Built-in chat works anywhere Foundry runs, including The Forge. The module makes API calls directly from the browser. MCP mode is trickier: it needs a local MCP server alongside Foundry, so hosted providers without shell access can't run the server. Use built-in chat for hosted Foundry, MCP for self-hosted.

Built-in chat runs inside Foundry with no extra server. The fastest way to start. MCP connects Familiar to external clients (Claude Desktop, Codex CLI / Desktop, Antigravity CLI / Editor, ChatGPT, Gemini) through a local server, letting you use existing subscriptions and handling complex multi-step tasks better. Both have access to the same 188 tools.

For the best experience: Claude Opus 4.7 or Sonnet 4.6 (Anthropic), GPT-5.5 (OpenAI), Gemini 3.1 Pro (Google), Grok 4.3 (xAI), Mistral Large 3 (Mistral), or DeepSeek V3.2 (DeepSeek).

Absolutely. Solo and small-group play is one of the main use cases. I built Familiar for 1-on-1 D&D campaigns with my wife. The AI can run NPCs, manage encounters, describe scenes, and help with rulings so you can play without a dedicated DM.

Familiar requires GM permissions. It's designed as a GM tool that reads and modifies world data. Players can interact with it through the built-in chat if the GM enables it, but the module itself needs GM-level access to function.

Familiar is designed and tested for D&D 5e (2024 rules). Basic features like dice rolling, scene management, and journal editing work with other systems, but system-specific tools (character creation, spell resolution, combat automation) are built around the dnd5e data model and won't work elsewhere without changes.

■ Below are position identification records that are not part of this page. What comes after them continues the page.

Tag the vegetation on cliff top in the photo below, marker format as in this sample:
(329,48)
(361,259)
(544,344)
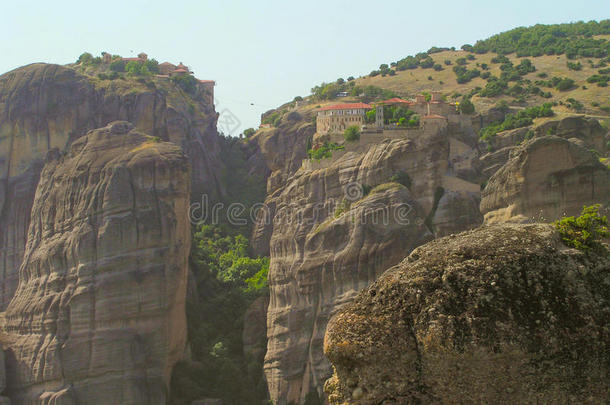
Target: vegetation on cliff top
(520,119)
(586,231)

No. Familiar operates through its own namespaced flags and doesn't monkey-patch or override core Foundry functionality. It works alongside any other module you have installed.

Roadmap

Things I'm actively working toward. No promises on timelines.

Module Integrations

Let the AI control the most popular Foundry modules: automated rolls, visual effects, animations, loot, and more.

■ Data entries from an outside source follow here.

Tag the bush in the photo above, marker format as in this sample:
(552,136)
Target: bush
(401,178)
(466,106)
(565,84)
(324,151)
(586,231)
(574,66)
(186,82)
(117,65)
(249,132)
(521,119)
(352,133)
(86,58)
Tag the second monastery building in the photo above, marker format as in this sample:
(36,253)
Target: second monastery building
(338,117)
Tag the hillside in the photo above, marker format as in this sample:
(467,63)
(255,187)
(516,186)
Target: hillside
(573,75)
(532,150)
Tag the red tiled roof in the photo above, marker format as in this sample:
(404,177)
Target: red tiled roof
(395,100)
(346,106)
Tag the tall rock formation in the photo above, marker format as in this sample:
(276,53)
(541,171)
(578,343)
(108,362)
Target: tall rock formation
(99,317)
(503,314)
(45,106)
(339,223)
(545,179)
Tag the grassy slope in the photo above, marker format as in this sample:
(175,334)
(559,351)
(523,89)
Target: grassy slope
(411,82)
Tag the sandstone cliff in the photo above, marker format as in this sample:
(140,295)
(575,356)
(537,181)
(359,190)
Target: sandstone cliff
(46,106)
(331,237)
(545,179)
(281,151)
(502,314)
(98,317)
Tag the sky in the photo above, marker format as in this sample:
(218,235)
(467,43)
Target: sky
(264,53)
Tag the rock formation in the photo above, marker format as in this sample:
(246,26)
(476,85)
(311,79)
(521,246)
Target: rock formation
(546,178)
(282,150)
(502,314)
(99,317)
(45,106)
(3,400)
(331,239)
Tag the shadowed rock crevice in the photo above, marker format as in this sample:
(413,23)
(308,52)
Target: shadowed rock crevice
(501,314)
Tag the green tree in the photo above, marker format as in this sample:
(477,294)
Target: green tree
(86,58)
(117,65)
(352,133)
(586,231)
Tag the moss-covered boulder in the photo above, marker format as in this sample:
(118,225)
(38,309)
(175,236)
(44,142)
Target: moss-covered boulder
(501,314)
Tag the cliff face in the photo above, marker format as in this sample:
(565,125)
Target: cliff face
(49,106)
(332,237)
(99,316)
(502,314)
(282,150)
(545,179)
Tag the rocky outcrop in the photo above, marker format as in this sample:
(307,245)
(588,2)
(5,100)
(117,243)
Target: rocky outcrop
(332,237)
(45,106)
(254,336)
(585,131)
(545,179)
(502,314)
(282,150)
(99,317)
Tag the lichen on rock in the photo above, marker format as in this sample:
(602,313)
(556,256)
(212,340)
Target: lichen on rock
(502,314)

| Module | What Familiar will do with it | |--------|-------------------------------| | Sequencer + JB2A | Orchestrate animation sequences and trigger spell effects | | Token Magic FX | Apply shader effects to tokens and tiles (fire auras, glowing shields) | | Item Piles | Create and manage loot drops, merchants, and treasure hoards | | DFreds Convenient Effects | Apply and manage curated status effects and buffs |

Ready-to-Play Adventures

Plug-and-play support for published adventures. Import the adventure, enable Familiar, and the AI already knows the story, NPCs, maps, and encounters. Starting with Ember (Foundry's own 500-hour sandbox campaign) and expanding to popular published modules.

Game System Support

Expanding beyond D&D 5e with full system-specific tools (character sheets, combat automation, spell resolution).

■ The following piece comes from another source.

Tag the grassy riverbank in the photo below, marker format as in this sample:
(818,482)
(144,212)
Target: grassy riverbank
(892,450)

| System | Status | |--------|--------| | D&D 5e (2024) | Supported | | Pathfinder 2e | Planned | | Call of Cthulhu | Planned | | Savage Worlds | Planned |

Improvements

  • Combat AI: retreat behavior, morale, group coordination beyond what shipped
  • Voice generation: emotion control, more natural multi-voice conversations
  • Image generation: consistent character portraits across sessions, style presets
  • MCP: richer notifications/message feedback so external clients see tool progress in real time

Feedback

Join the Discord for bug reports, feature ideas, or just tell me about the weird thing the AI did to your goblin encounter.

License

Familiar is licensed under the PolyForm Shield License 1.0.0. You can use, read, and modify the software freely, but you may not use it to build a competing product. See LICENSE for the full text.

Built for the DM who has more ideas than free time.

May your rolls be high, your prep be low, and your players never notice the AI is helping.